First, convert the input text to a sequence of token numbers (2048 tokens with 50257 possible token values in GPT-3) by using a dictionary and for each token, create a vector with 1 at the token index and 0 elsewhere, transform it with a learned "embedding" matrix (50257x12288 in GPT-3) and sum it with a vector of sine and cosine functions with several different periodicities.

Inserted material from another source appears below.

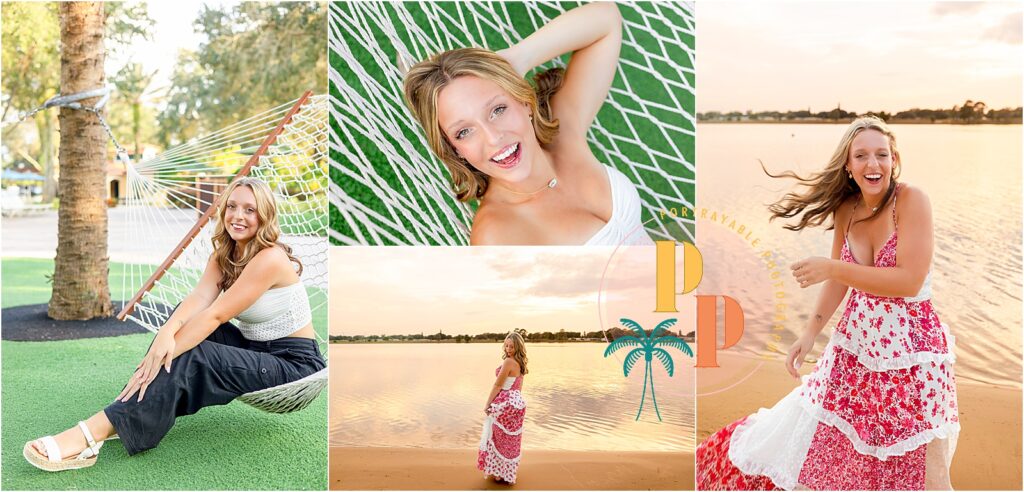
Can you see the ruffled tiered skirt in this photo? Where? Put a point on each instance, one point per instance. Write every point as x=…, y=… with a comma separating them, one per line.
x=879, y=412
x=501, y=442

Then, for each layer, and each attention head (96 layers and 96 heads per layer in GPT-3), transform the input vector by query, key and value matrices (12288x128 in GPT-3) to obtain a query, key and value vector for each token. Then for each token, compute the dot product of its query vector with the key vectors of all previous tokens, scale by 1/sqrt of the vector dimension and normalize the results so they sum to 1 by using softmax (i.e. applying e^x and dividing by the sum), giving the attention coefficients; then, compute the attention head output by summing the value vectors of previous tokens weighted by the attention coefficients. Now, for each token, glue the outputs for all attention heads in the layer (each with its own key/query/value learned matrices), add the input and normalize (normalizing means that the vector values are biased and scaled so they have mean 0 and variance 1).

Next, for the feedforward layer, apply a learned matrix, add a learned vector and apply a ReLU (which is f(x) = x for positive x and f(x) = kx with k near 0 for negative x), and do that again (12288x49152 and 49152x12288 matrices in GPT-3, these actually account for around 70% of the parameters in GPT-3), then add the input before the feedforward layer and normalize.

Repeat the process for each layer, each with their own matrices, passing the output of the previous layer as input. Finally, apply the inverse of the initial embedding matrix and use softmax to get probabilities for the next token for each position. For training, train the network so that they are close to the actual next token in the text. For inference, output a next token according to the top K tokens in the probability distribution over a cutoff and repeat the whole thing to generate tokens until an end of text token is generated.